The Narco Freedom facilities are among hundreds that bring in millions of dollars each year in taxpayer funds for landlords and operators, largely through welfare, Medicaid and disability payments.
“New York has the greatest nonprofit sector in the nation, but a case like this reminds us of the need to remain vigilant and strengthen our oversight of the industry,” Attorney General Schneiderman said in the statement released yesterday.
Housing and tenants' advocates estimate there are more than 300 of these buildings in New York alone. Most are located in the city's poorest neighborhoods, and many have been slapped with violations of city code.
In a study of the New York City homes, published in October 2013 by the Prisoner Reentry Institute (PRI) at the John Jay College of Criminal Justice, tenants “described small rooms with two to four bunk beds accommodating four to eight people. In some cases, bunk beds are placed in living rooms, hallways, and even kitchens.”
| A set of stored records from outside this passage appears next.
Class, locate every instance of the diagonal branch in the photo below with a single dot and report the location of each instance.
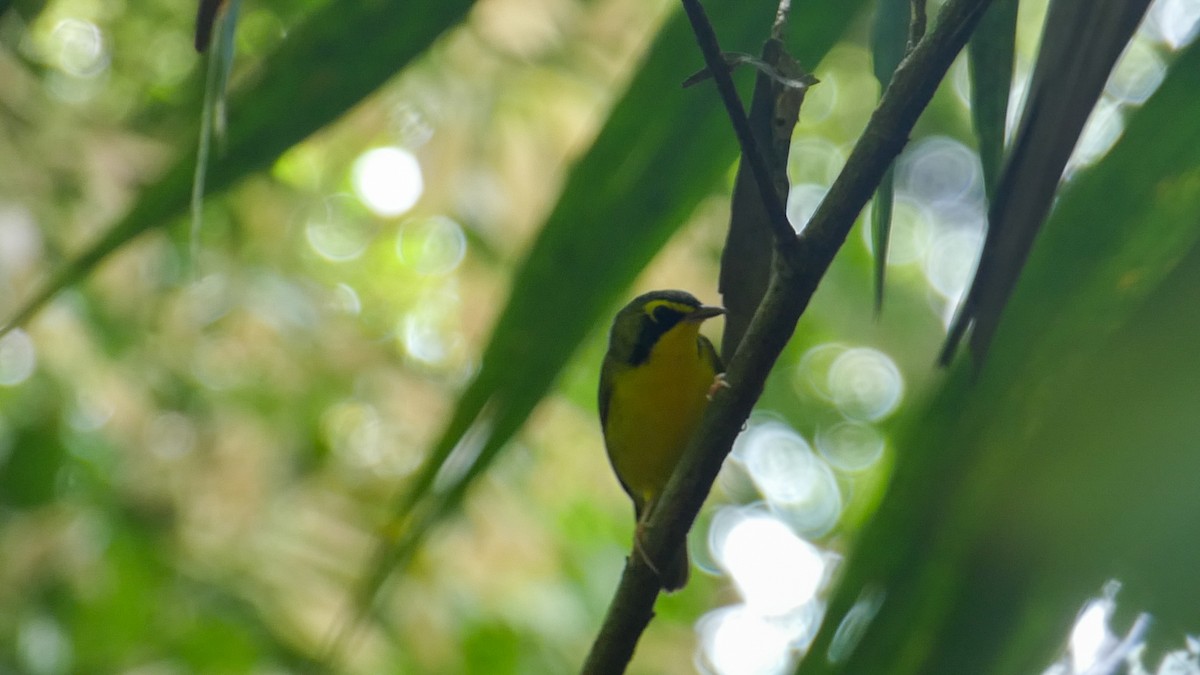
(797, 272)
(780, 228)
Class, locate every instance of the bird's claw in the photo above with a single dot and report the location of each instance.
(719, 383)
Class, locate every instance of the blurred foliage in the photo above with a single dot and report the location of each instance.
(198, 454)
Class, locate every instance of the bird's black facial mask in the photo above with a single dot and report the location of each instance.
(659, 318)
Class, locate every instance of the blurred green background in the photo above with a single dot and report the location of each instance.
(419, 222)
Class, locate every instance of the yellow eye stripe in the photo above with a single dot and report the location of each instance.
(681, 308)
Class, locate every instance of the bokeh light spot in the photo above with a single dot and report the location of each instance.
(388, 180)
(735, 640)
(335, 232)
(865, 383)
(851, 446)
(17, 358)
(802, 202)
(78, 48)
(774, 569)
(431, 245)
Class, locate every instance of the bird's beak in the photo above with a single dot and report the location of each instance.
(705, 311)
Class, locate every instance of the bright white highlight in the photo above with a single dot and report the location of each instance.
(388, 180)
(774, 571)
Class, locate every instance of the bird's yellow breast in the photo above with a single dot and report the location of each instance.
(653, 410)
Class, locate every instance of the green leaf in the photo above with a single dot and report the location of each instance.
(1071, 459)
(990, 52)
(315, 77)
(1081, 42)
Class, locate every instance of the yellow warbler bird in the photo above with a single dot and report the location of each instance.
(654, 386)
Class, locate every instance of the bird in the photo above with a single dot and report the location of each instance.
(657, 380)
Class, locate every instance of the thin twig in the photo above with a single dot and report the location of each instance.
(916, 24)
(780, 227)
(792, 284)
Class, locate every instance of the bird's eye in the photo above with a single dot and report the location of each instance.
(665, 315)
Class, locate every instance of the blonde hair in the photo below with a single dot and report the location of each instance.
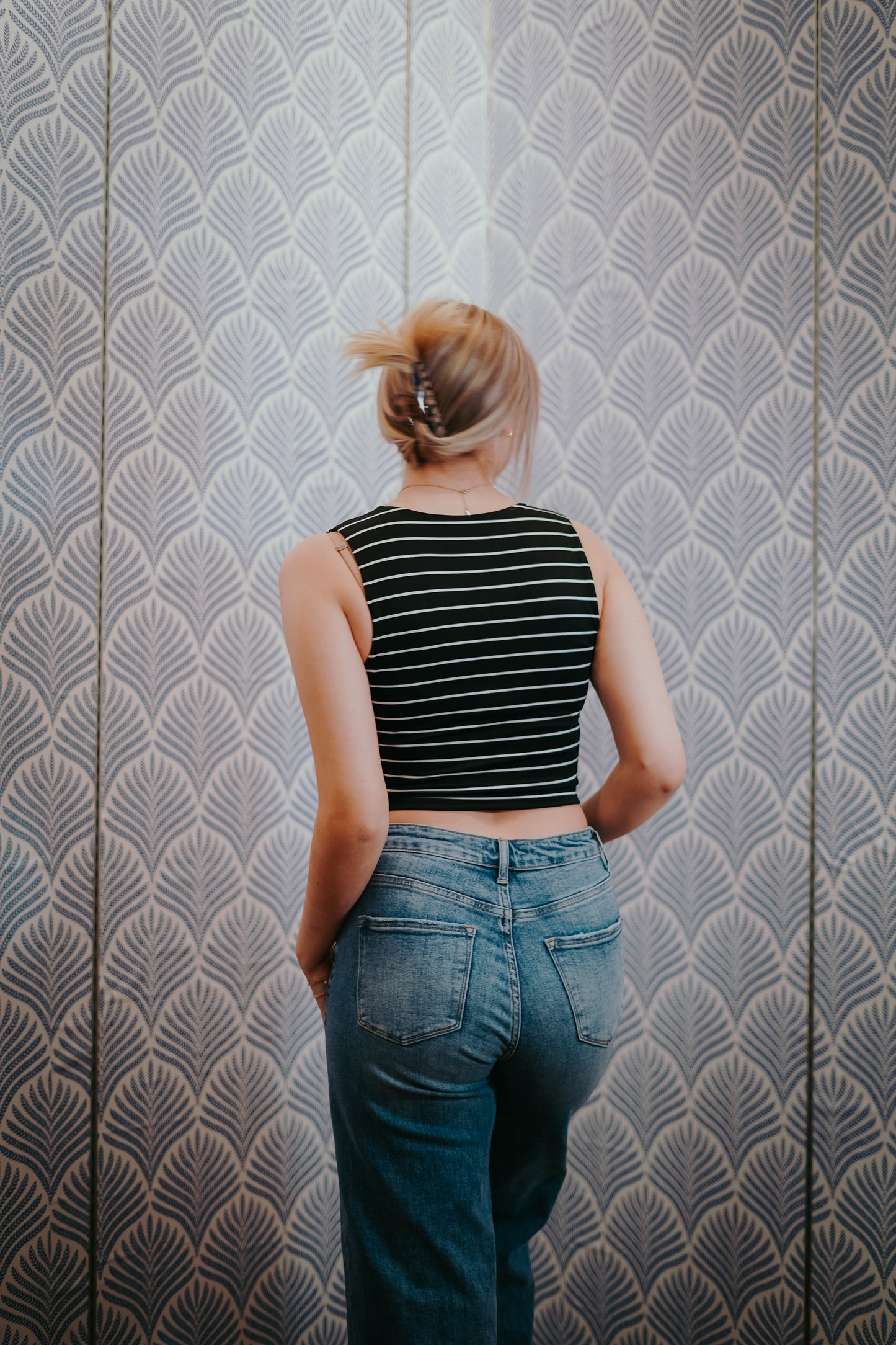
(477, 378)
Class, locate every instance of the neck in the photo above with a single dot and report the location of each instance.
(453, 476)
(429, 489)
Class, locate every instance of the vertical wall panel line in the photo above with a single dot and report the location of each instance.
(813, 685)
(94, 1043)
(406, 269)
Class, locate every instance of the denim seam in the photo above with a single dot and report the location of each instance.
(489, 868)
(469, 932)
(487, 907)
(437, 854)
(510, 957)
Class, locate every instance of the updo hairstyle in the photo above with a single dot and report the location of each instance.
(455, 377)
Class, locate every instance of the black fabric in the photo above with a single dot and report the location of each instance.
(484, 635)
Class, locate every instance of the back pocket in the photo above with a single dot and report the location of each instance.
(592, 970)
(412, 977)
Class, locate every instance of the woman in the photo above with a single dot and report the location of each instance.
(459, 924)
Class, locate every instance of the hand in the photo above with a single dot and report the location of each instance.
(317, 977)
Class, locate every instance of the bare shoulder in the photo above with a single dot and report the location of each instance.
(601, 558)
(308, 561)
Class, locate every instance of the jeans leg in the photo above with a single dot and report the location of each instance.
(550, 1075)
(412, 1126)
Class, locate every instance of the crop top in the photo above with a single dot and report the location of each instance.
(484, 637)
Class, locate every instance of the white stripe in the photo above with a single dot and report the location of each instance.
(479, 789)
(480, 588)
(494, 570)
(486, 756)
(451, 775)
(524, 705)
(513, 738)
(480, 537)
(486, 690)
(489, 639)
(492, 724)
(492, 552)
(465, 607)
(465, 677)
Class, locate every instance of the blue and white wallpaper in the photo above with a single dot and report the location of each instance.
(854, 1094)
(633, 185)
(51, 323)
(652, 236)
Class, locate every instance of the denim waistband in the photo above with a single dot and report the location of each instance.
(490, 853)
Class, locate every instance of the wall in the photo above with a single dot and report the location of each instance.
(51, 322)
(632, 183)
(854, 1091)
(652, 178)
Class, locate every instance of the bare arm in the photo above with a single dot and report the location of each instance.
(324, 614)
(629, 682)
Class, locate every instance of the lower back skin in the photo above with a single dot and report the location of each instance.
(510, 825)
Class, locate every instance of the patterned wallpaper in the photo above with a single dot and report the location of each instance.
(652, 236)
(631, 182)
(51, 226)
(854, 1094)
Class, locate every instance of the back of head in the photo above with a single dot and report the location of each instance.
(455, 377)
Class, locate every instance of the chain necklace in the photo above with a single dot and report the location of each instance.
(426, 486)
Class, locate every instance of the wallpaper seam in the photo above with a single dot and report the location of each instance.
(93, 1215)
(406, 257)
(813, 690)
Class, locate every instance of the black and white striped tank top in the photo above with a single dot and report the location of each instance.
(484, 635)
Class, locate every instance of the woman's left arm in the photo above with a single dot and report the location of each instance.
(319, 599)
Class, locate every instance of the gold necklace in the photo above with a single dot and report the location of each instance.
(426, 486)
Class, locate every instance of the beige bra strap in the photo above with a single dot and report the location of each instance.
(345, 552)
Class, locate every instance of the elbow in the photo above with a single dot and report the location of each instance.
(352, 826)
(661, 774)
(667, 774)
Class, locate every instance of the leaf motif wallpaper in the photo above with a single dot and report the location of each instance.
(632, 183)
(650, 235)
(51, 226)
(854, 1095)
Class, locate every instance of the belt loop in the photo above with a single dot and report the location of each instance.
(603, 853)
(504, 859)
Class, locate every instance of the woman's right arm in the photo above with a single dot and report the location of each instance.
(629, 682)
(319, 602)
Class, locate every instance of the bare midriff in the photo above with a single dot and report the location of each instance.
(510, 825)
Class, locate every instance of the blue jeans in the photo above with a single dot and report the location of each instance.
(473, 994)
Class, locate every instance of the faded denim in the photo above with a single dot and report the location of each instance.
(473, 997)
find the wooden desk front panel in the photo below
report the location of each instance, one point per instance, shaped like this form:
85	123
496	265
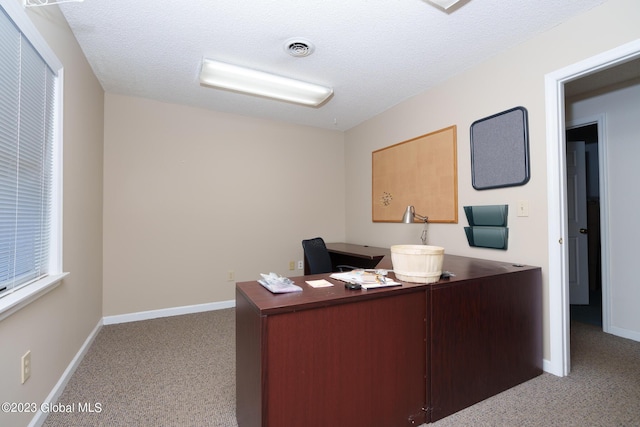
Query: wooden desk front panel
485	337
354	364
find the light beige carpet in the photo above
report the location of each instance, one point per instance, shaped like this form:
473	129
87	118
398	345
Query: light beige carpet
180	371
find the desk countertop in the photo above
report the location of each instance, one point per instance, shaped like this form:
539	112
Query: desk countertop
464	268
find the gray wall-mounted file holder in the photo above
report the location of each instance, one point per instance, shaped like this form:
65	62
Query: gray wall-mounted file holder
487	226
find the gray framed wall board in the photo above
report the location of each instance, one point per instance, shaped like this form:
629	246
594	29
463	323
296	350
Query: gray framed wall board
500	150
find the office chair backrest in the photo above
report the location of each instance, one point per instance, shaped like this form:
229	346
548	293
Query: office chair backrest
317	256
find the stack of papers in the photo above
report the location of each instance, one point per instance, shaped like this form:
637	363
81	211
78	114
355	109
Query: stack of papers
367	279
278	284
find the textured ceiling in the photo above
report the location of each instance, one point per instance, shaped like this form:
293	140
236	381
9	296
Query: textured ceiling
374	53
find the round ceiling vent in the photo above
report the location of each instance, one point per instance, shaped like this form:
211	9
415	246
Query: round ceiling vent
298	47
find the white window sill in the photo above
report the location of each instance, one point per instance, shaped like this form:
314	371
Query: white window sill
15	301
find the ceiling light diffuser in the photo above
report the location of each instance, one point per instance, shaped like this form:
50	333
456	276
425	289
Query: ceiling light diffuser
445	4
246	80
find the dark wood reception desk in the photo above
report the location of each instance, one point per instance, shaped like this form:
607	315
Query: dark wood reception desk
395	356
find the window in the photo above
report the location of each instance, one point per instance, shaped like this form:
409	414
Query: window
29	162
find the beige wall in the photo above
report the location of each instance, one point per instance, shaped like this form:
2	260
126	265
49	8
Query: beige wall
513	78
55	326
192	194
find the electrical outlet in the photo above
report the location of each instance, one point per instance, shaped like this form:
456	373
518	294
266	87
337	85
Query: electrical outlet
523	208
26	366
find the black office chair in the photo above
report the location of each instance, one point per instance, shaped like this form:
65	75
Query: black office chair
318	258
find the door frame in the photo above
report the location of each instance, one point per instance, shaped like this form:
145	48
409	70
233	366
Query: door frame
559	363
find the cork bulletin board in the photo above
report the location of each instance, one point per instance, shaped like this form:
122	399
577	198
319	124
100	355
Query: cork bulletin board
421	172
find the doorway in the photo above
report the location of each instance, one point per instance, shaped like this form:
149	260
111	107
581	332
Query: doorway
559	318
589	308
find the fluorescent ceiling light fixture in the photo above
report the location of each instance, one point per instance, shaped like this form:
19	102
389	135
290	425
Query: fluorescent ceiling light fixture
445	4
240	79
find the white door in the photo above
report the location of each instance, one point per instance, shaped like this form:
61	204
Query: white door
577	223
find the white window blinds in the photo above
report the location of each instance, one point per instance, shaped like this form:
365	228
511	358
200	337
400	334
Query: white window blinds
27	109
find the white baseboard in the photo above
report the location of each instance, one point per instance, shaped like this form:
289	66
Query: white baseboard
40	417
57	390
167	312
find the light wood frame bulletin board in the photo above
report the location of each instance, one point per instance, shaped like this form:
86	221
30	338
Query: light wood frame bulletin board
422	172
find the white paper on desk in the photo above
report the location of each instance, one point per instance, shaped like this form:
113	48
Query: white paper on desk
278	284
319	283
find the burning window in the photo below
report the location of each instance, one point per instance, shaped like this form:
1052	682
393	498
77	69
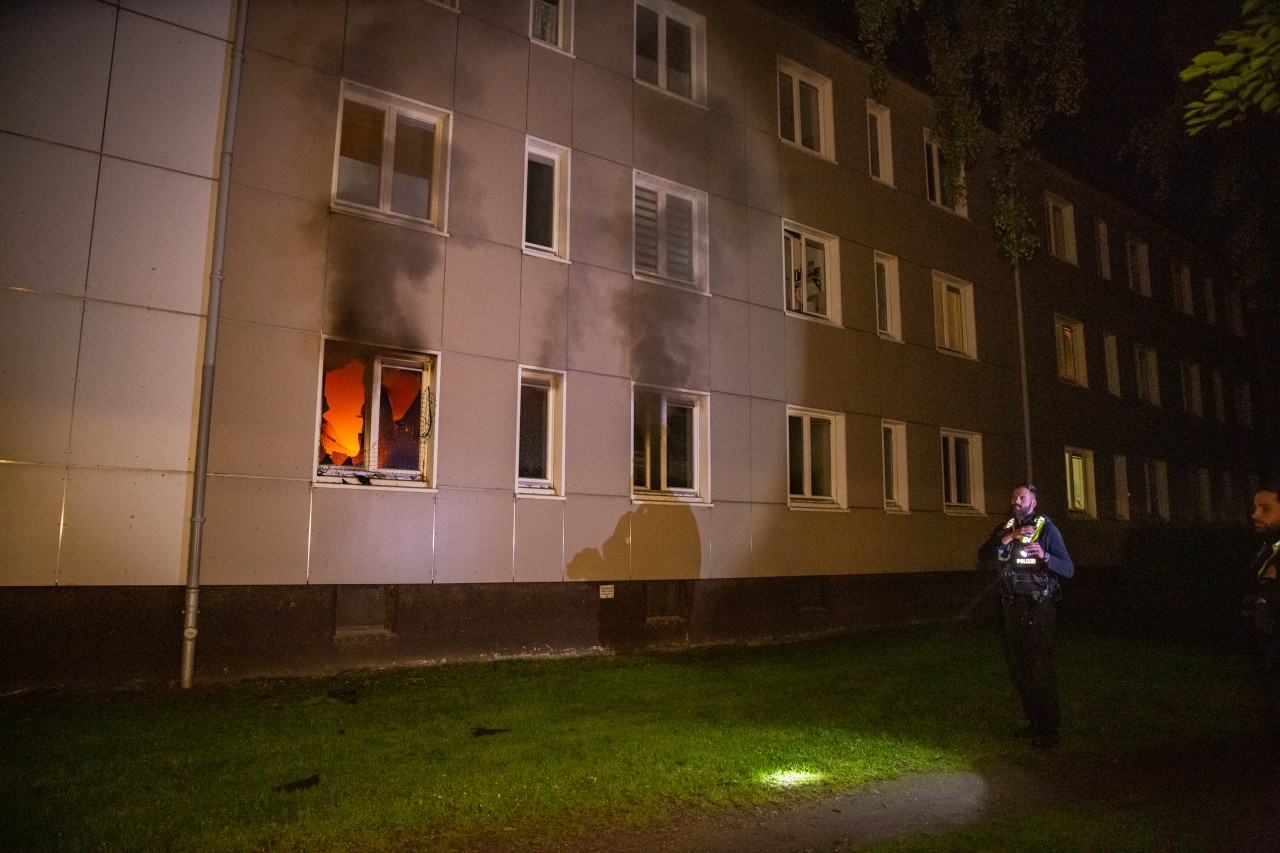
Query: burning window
376	415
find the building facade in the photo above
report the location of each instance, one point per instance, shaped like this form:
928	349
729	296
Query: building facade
551	327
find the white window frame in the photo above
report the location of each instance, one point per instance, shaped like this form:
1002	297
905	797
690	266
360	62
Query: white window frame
374	361
1104	245
1120	469
696	24
553	430
823	136
394	106
1080	495
1069	341
796	240
935	186
805	498
949	293
1138	263
663	269
888	299
1193	398
894	466
557	156
1147	374
650	446
1061	227
880	142
562	39
952	501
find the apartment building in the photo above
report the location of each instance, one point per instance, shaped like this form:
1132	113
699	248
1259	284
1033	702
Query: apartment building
548	325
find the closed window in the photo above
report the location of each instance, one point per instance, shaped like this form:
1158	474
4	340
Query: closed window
670	46
670	232
816	457
812	268
376	416
392	156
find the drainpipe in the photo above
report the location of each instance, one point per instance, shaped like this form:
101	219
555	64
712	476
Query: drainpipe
206	379
1022	370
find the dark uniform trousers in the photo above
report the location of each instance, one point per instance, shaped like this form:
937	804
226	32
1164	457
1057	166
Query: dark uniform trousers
1028	647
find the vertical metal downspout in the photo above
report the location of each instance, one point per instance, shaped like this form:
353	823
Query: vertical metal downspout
1022	369
206	379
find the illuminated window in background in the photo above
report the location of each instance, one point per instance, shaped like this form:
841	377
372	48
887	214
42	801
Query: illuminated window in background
391	156
812	264
670	44
816	457
376	415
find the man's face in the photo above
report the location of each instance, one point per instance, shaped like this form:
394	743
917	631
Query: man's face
1024	503
1266	512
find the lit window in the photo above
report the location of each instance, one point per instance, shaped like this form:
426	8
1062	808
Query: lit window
392	156
936	186
670	44
545	197
539	468
888	313
1061	228
1139	269
376	416
880	142
668	445
805	108
894	448
670	231
552	23
961	470
952	313
816	457
812	264
1070	351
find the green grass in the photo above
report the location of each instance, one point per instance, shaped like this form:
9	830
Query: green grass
571	746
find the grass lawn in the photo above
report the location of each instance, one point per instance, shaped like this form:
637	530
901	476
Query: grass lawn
548	751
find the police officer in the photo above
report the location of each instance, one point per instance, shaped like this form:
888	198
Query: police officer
1031	560
1266	610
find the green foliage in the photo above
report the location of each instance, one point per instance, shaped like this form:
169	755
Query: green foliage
1243	74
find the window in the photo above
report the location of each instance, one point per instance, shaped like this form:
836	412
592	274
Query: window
1193	400
1147	372
545	197
670	44
961	470
376	416
1120	466
812	263
552	23
1079	482
670	231
540	463
1070	351
1104	249
668	445
1110	352
936	186
392	156
816	457
1139	272
1183	297
894	447
805	108
1061	228
888	313
952	313
1156	475
880	142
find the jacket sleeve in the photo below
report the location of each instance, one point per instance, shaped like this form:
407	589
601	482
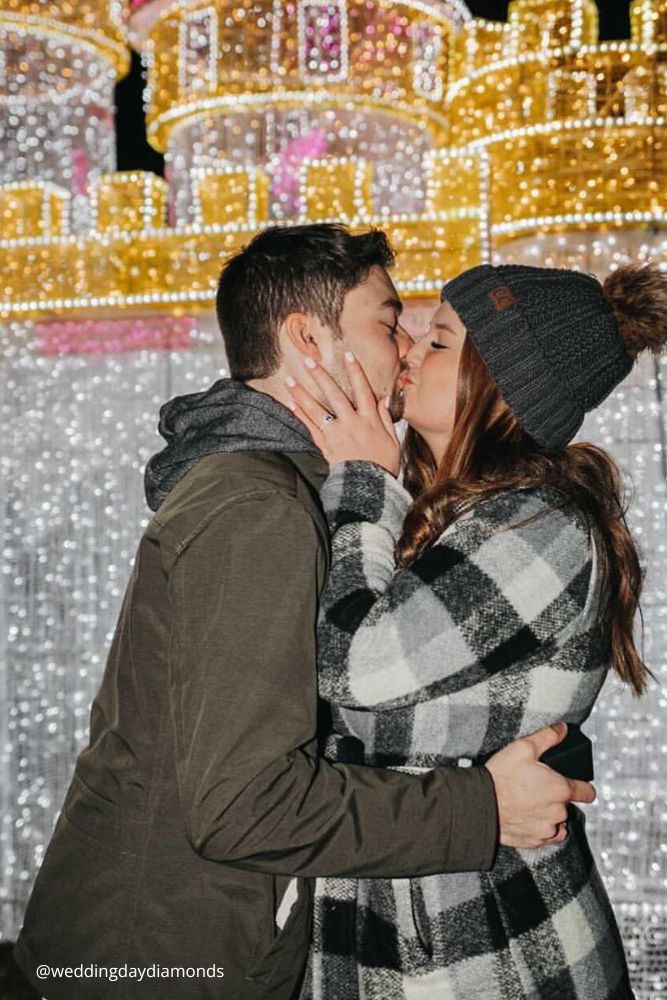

Ann Jacobs, Director of PRI, said in an interview yesterday that the charges against the Brands might mean authorities have begun to pay closer attention to the sober home industry.
“It's absolutely an indication that they're being watched, the attorney general is pretty astute about the many different angles that these operators can use,” Jacobs said.
No city or state agency is currently responsible for licensing or overseeing the homes, creating a system in which some houses institute rules that advocates say violates tenant laws and patient rights.
One of six luxury cars seized by law enforcement. (Image via via New York State Attorney General)
But Jacobs and other advocates say officials should be careful about how they regulate the homes. The solution, Jacobs warns, shouldn't be to close the buildings wholesale, leaving residents with nowhere to live.
Matthew Main, an attorney with MFY Legal Services, which has represented tenants who were unlawfully evicted from Narco Freedom housing, says the charges against the Brands should be seen as a call to develop a better option for vulnerable residents.
“We should think about very long term sustainable housing,” Main told The Crime Report. “Just because you're poor doesn't mean you need to live in a facility that requires you to attend drug counseling.”